I opted into three different ecosystems for updates.

  • Composer - for the PHP side.
  • NPM - for the Node/asset bundling side.
  • GitHub Actions - for the CI/CD pipeline.

So now daily Dependabot will check if any of my packages have a compatible version update and if so - present an upgrade. After about a month I've collected a mix of feedback.


It doesn't auto-rebase between ecosystems

If we have three pull requests put up and there is one in each ecosystem, the first one will merge and the other two won't automatically rebase because their monitored lock file was not updated.

This just causes me to manually rebase and delays the pure automation of this.


It works too fast against me at times.

With it running daily - if an upgrade is pulled or a mistake, but still results in a valid pass of test suite - it'll be merged. Take a look at the title of this one bugged merge I got.

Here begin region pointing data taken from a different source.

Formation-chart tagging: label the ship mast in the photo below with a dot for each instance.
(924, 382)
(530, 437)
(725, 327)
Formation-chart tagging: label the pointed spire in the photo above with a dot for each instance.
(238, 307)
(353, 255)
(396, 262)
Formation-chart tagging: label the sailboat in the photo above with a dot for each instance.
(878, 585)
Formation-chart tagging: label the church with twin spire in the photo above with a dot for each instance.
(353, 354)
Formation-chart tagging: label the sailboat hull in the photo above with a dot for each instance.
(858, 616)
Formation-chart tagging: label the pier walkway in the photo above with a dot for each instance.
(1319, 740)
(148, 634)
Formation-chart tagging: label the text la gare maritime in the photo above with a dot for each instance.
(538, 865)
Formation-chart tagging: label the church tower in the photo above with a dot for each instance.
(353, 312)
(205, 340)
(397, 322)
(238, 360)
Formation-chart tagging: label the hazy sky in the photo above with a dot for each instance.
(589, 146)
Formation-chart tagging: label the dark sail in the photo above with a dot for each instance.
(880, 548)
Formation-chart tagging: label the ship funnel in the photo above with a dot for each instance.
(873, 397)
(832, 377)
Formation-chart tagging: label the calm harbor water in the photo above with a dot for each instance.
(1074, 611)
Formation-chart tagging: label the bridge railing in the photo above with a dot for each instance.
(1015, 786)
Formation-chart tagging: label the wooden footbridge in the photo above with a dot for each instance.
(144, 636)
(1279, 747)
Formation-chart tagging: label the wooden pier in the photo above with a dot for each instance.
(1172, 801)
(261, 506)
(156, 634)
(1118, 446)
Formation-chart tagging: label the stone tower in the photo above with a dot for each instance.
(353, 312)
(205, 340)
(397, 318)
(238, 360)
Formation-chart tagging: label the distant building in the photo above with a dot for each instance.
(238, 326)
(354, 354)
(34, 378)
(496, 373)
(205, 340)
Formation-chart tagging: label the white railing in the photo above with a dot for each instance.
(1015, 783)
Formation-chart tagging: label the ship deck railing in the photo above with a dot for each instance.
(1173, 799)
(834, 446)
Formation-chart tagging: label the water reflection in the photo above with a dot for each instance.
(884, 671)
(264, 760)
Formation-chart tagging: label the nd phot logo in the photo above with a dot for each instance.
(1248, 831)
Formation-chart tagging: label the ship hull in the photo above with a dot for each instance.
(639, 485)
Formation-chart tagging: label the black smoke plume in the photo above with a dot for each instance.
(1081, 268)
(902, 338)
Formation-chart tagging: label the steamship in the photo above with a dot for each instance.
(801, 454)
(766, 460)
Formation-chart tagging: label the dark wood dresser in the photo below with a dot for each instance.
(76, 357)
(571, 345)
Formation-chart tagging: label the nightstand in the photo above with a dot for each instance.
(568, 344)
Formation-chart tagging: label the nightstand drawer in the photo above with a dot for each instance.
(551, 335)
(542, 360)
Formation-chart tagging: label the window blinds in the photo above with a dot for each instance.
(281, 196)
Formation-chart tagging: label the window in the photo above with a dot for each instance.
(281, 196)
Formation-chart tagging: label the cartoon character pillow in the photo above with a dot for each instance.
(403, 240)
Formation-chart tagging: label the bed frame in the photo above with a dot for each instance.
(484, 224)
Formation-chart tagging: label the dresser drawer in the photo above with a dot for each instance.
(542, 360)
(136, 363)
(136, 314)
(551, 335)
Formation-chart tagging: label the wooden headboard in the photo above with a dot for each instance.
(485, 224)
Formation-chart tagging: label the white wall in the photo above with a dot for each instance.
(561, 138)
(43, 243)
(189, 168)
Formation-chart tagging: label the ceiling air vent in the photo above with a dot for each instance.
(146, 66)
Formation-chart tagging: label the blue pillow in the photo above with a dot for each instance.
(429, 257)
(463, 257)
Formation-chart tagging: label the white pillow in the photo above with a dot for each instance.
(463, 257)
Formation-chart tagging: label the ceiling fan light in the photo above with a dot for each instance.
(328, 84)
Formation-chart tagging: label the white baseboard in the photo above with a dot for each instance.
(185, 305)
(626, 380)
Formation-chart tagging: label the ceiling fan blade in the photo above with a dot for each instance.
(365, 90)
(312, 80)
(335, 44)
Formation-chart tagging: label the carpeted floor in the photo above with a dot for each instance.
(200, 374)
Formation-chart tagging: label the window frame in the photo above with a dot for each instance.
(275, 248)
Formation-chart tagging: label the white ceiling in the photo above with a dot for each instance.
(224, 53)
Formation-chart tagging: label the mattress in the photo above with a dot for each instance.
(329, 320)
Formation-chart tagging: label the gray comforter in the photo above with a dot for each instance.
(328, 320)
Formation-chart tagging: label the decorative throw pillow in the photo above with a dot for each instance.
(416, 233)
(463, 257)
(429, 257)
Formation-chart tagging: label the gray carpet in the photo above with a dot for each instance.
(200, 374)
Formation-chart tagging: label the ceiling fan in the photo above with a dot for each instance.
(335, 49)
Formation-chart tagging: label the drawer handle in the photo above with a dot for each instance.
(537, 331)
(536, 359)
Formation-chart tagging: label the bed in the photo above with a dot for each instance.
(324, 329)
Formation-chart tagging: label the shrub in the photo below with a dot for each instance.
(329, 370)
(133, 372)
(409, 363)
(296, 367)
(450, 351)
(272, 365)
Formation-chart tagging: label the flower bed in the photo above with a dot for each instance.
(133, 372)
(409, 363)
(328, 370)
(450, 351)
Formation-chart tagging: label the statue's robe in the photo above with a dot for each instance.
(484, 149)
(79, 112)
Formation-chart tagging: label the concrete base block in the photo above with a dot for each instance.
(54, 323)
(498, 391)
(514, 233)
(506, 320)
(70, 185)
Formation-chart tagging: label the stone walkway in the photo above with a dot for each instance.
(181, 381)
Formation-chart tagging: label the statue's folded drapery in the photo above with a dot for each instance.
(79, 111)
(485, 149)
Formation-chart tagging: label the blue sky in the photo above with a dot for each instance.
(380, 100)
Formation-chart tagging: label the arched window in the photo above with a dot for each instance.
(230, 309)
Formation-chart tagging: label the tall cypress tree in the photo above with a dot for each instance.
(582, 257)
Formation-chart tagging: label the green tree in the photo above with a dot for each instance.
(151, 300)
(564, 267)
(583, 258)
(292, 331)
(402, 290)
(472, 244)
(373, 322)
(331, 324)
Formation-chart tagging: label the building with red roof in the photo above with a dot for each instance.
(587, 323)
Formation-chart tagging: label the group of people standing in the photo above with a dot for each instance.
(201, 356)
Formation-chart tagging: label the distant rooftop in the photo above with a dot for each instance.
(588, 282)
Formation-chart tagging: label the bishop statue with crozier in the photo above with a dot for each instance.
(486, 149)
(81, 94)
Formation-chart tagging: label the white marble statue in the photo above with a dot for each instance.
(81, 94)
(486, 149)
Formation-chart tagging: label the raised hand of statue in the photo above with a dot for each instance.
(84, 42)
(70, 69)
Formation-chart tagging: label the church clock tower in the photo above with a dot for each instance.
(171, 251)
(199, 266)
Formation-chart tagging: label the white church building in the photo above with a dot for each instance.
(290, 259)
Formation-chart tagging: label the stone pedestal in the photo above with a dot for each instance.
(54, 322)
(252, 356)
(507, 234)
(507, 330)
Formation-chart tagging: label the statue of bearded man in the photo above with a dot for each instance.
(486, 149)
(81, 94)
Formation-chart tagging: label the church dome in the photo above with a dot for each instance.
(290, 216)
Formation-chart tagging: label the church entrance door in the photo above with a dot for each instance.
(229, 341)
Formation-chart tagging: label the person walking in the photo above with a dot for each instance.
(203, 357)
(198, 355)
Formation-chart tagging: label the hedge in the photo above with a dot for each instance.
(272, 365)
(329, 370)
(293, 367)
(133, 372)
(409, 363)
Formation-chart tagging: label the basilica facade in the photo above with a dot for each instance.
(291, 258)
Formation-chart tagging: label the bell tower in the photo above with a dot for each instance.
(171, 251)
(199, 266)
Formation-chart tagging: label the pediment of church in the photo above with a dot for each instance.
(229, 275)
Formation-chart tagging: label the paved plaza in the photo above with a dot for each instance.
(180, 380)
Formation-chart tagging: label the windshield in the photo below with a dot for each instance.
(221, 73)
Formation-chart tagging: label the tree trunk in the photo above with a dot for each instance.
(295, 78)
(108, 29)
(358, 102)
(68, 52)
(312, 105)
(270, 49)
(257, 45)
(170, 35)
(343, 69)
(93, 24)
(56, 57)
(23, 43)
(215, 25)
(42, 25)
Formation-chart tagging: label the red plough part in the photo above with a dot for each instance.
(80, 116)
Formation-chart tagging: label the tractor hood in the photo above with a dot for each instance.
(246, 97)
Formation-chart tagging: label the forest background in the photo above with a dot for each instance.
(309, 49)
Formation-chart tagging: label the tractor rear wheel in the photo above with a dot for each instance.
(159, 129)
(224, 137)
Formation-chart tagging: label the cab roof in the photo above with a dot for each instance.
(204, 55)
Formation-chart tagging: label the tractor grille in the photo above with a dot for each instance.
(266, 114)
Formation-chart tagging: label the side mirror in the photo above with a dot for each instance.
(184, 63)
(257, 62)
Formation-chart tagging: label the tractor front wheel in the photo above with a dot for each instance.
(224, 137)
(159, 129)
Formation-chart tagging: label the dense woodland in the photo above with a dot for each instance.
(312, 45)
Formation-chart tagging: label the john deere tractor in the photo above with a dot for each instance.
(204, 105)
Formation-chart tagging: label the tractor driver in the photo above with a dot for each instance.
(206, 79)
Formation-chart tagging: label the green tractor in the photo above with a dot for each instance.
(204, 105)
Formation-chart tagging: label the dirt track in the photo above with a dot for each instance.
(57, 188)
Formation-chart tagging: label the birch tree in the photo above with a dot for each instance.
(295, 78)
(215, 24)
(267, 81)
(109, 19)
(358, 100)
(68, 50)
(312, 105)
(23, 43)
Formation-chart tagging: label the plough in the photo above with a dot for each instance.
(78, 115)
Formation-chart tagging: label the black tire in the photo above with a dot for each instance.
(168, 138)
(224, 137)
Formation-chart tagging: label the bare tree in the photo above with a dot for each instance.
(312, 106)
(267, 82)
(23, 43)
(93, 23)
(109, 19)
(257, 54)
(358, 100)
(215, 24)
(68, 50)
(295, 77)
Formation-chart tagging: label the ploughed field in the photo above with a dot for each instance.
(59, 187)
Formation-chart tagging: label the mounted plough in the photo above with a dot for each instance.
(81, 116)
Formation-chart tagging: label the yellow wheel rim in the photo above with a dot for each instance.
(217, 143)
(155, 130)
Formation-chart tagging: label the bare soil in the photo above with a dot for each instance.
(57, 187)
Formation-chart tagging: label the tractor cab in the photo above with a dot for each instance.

Build(deps): Bump laravel/horizon from 5.14.2 to 515.0 #577

Clearly this was not meant to be version 515, but instead 5.15. So once that bugged tag was removed and purged - I noticed some struggles to update dependencies as it could not resolve that tag anymore. Tracked it down to a bug and simply manually upgraded to the proper version.


Upgrades are easy

With isolated dependency upgrades it becomes night and day difference to understand which package caused regressions or broke the build. In the past every few weeks I simply ran a upgrade of all packages and that led to stress in identify which package caused failures among them all upgraded.

Now when I have an unmerged pull request - I know a breaking change was encountered and I can triage it as such. This helps keep the project up to date and allows me to move to new major version of say PHP and Laravel without much effort.


Hands off

I wake up and chances are my project has had a few merges already. With automation occurring near daily I know when I sit down to work on a bug or feature, a simple git pull and I can get straight to work.


Additional Vector

However, I understand that giving Dependabot the ability to auto-merge code has opened a new vector. If a dependency updates maliciously I would auto take that upgrade and possibly deploy it to production later on.

I'm not worried about the actual CI/CD vector though. Secrets are only exposed from the context of a deployment and build machines are random GitHub runners.


So take a look at the repository - chances are its still 100% covered with automatic Dependabot merges enabled.